Entre os muitos destaques das eleições de 2018, os torpedos de fake news constituem os que mais geram preocupação. Mentiras fragilizam os processos democráticos porque as opiniões e escolhas baseadas em informações falsas são resultados de manipulação de pessoas, atentando contra a sua dignidade, e ademais conduzem a sociedade para cominhos grotescos e tempos estranhos, como diz o Ministro do Supremo Tribunal Federal Marco Aurélio.
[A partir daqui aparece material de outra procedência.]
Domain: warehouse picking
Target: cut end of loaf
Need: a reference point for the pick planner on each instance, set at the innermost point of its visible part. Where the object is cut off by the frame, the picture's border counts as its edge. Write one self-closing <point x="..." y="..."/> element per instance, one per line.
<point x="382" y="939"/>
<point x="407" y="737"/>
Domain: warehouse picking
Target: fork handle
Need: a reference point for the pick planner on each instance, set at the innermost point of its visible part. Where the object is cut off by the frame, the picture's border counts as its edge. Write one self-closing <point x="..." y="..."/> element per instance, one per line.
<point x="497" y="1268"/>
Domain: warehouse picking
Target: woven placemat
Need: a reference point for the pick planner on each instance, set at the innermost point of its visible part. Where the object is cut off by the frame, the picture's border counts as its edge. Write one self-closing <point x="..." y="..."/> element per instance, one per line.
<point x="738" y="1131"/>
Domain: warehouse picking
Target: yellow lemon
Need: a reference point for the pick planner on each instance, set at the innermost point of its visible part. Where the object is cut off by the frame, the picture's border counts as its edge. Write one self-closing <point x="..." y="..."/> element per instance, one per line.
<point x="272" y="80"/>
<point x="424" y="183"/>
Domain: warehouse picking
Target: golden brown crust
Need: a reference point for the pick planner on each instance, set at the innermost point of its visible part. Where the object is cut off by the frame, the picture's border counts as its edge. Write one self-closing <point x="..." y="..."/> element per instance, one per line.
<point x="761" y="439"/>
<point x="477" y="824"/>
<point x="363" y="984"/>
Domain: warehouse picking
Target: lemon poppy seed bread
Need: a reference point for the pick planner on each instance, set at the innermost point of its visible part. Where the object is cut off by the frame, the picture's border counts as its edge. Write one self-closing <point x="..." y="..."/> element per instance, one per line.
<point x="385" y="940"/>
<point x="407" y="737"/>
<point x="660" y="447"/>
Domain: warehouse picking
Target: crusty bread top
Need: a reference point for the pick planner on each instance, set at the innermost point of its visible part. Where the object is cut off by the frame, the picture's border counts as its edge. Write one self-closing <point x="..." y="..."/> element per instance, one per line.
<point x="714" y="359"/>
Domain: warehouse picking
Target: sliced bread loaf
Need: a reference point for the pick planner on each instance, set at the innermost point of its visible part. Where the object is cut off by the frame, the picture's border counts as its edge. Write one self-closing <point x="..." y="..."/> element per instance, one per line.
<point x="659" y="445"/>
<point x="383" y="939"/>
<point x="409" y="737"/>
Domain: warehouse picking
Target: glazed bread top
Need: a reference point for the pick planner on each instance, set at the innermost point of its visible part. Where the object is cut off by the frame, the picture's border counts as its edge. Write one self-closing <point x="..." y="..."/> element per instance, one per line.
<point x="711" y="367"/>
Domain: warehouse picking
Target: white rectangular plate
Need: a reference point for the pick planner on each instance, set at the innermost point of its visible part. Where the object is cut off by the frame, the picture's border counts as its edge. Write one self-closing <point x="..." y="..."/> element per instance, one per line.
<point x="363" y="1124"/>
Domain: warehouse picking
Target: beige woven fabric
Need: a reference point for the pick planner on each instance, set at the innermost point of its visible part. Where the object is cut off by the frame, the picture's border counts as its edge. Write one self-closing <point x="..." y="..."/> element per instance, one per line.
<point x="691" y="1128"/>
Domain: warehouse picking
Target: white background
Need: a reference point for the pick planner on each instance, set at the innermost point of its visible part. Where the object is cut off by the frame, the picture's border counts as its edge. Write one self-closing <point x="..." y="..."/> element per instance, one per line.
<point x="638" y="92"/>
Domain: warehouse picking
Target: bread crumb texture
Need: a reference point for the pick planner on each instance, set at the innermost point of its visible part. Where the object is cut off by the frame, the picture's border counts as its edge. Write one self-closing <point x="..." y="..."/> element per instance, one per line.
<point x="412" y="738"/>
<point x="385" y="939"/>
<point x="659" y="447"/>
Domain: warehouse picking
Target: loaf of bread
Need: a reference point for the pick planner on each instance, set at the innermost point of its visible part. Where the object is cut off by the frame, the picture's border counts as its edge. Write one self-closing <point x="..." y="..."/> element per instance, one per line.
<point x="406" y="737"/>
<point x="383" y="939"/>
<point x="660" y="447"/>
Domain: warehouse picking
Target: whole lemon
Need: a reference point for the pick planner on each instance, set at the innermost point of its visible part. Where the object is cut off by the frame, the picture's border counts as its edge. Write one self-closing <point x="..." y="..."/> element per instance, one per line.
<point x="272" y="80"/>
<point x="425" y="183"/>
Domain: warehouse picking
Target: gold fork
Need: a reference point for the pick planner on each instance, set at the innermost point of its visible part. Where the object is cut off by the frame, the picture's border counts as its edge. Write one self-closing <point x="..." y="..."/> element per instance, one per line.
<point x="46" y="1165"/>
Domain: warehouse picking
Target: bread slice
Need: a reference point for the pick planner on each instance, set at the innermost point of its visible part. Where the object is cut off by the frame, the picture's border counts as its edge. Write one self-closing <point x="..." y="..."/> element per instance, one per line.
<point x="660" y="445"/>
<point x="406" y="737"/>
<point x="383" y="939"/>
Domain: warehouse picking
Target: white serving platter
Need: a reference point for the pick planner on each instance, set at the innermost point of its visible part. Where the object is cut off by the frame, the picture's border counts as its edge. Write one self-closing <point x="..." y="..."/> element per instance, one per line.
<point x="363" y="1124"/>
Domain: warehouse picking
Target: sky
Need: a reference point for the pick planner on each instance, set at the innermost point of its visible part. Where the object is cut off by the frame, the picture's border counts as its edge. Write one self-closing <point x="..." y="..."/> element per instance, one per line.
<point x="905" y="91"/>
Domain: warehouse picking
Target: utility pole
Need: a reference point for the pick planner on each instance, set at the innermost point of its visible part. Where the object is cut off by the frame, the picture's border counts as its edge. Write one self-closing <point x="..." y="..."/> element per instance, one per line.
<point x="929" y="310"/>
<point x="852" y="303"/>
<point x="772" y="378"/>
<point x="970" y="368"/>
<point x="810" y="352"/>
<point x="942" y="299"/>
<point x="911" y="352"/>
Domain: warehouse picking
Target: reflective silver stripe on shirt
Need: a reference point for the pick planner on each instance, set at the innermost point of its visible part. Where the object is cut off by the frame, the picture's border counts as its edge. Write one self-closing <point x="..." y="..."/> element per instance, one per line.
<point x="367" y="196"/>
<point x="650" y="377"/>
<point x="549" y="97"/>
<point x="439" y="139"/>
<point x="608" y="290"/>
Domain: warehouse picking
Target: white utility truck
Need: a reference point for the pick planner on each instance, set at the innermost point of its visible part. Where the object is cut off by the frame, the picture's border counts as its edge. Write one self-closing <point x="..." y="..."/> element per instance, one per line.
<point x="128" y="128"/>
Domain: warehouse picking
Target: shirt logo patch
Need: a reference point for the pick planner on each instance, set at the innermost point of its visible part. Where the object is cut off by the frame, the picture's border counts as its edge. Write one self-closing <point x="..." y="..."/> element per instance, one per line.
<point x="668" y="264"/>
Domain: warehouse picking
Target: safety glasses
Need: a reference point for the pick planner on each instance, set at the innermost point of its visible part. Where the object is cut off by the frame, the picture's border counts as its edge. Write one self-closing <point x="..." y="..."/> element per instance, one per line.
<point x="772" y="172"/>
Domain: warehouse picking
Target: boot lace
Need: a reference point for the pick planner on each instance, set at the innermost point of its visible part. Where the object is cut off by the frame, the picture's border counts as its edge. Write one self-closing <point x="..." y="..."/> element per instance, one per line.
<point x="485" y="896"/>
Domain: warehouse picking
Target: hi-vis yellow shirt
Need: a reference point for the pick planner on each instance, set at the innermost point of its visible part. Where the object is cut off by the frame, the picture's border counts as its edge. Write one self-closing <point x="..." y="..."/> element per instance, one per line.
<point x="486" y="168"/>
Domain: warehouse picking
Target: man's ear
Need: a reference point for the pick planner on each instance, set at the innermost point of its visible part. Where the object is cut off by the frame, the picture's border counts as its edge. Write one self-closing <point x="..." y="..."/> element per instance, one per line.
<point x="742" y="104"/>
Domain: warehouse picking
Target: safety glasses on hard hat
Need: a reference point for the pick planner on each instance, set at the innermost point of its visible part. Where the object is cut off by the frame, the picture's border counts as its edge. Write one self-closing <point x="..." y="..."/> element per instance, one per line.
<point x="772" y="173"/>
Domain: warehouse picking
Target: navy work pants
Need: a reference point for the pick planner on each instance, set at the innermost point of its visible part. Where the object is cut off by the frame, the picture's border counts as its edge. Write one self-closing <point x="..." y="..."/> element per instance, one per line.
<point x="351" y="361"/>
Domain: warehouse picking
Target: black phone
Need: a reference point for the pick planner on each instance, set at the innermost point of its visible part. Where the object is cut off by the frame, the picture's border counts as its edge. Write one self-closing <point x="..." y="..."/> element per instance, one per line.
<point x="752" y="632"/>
A gravidade deste problema está em discussão no legislativo através da CPI das Fake News, que investiga: os ataques cibernéticos que atentam contra a democracia e o debate público; a utilização de perfis falsos para influenciar os resultados das eleições 2018; e a prática de cyberbullying sobre os usuários mais vulneráveis da rede de computadores, bem como sobre agentes públicos. As fake news também são objetos de inquérito realizado no poder judiciário, onde o ministro do Supremo Tribunal Federal Alexandre Moraes conduz apuração dos fatos e infrações envolvendo a existência de notícias fraudulentas, denúncias caluniosas, ameaças e infrações, que atingem a honorabilidade e segurança do Supremo Tribunal Federal, membros e familiares.
Estas épocas de grande utilização de redes sociais nos expõem com mais intensidade a enganos e discursos falsos, sendo necessário colocar em prática uma regulação apropriada, a fim de proteger a privacidade, a vida social autêntica e a democracia. Assim, o legislativo está preparando um Projeto de Lei para ser votado neste ano. Trata-se do PL 2.630/2020, que busca combater notícias falsas em redes sociais.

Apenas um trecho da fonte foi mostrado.